TOKYO, September 27 (RIA Novosti) - A water treatment system to decontaminate radioactive water at Fukushima nuclear plant fails again and thus had to be partially shut down, Japan's NHK news agency reported Saturday.
According to the plant's operator, Tokyo Electric Power Company (TEPCO), the trouble could have been caused by faulty filters.
One of the three lines of the Advanced Liquid Processing System (ALPS) was turned off after the engineers found out that the water contains calcium, hindering the elimination of radioactive strontium.
Since March, the ALPS system at Fukushima has had a series of similar failures. TEPCO then replaced the filters and resumed the system operations, highlighting company's plans to set up another facility to treat the tainted water.
On March 11, 2011, the Fukushima nuclear power plant was hit by a powerful earthquake and a subsequent tsunami, which caused a partial meltdown of three of the plant's nuclear reactors as radiation leaked into the atmosphere, soil and sea.

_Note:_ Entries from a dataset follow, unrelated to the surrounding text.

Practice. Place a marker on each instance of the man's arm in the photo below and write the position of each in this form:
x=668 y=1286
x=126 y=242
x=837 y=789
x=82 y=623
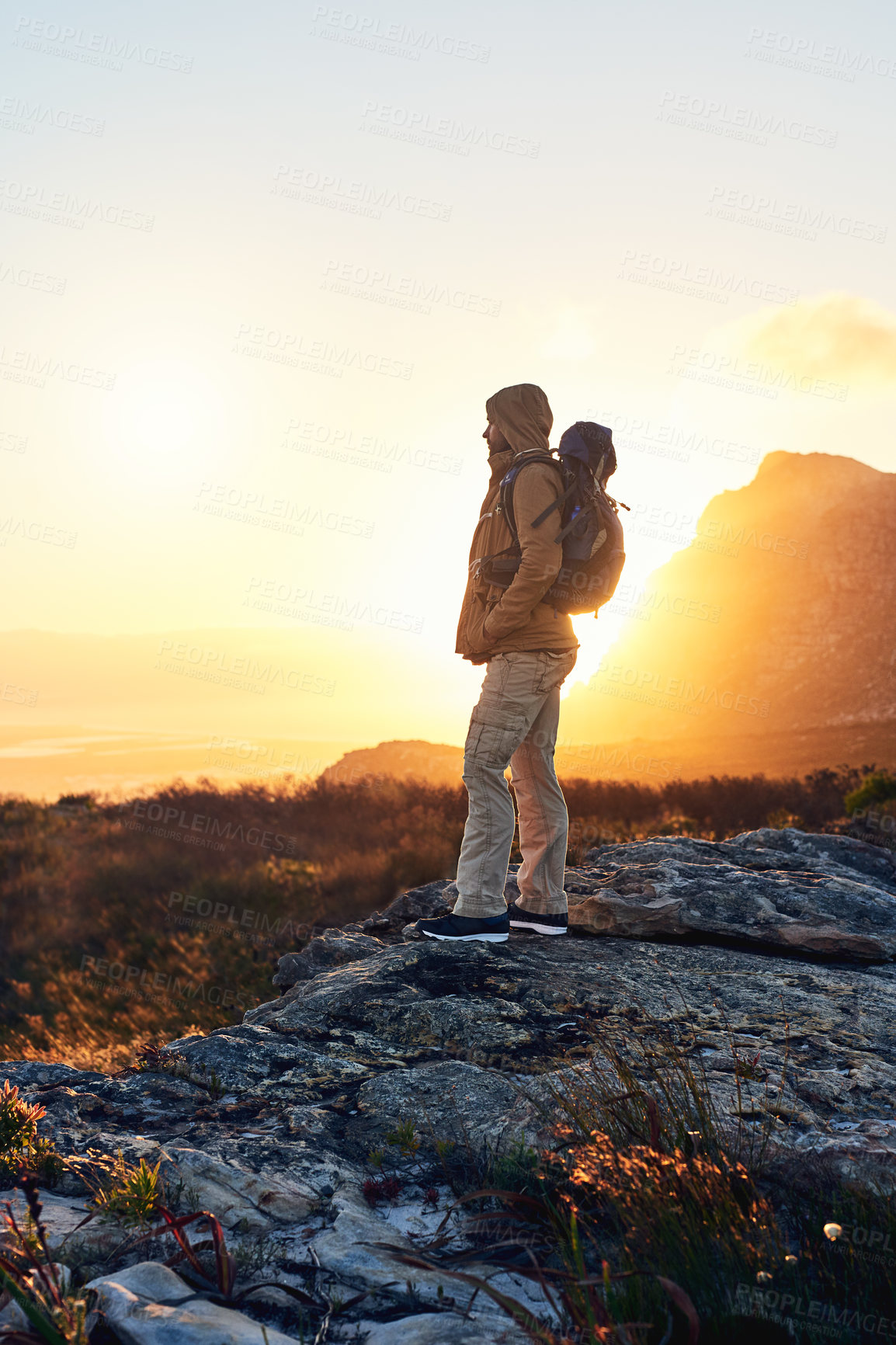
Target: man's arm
x=536 y=487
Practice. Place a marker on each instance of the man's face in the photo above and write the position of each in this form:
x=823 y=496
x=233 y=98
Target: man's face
x=494 y=439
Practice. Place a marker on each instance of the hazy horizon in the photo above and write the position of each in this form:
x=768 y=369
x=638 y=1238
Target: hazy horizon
x=262 y=275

The incident was the world's worst nuclear disaster since the 1986 Chernobyl catastrophe.
Several areas within the 20-kilometer (12 miles) zone from the plant are still considered unfit for habitation due to the high levels of radioactive contamination.
TEPCO has been widely criticized for being inadequately prepared for a tsunami and for its slow response to the disaster.
Cleaning the toxic waste from the abandoned nuclear plant and reactors decommissioning have become the principal task of TEPCO, the process of disaster cleanup is expected to take at least 40 years.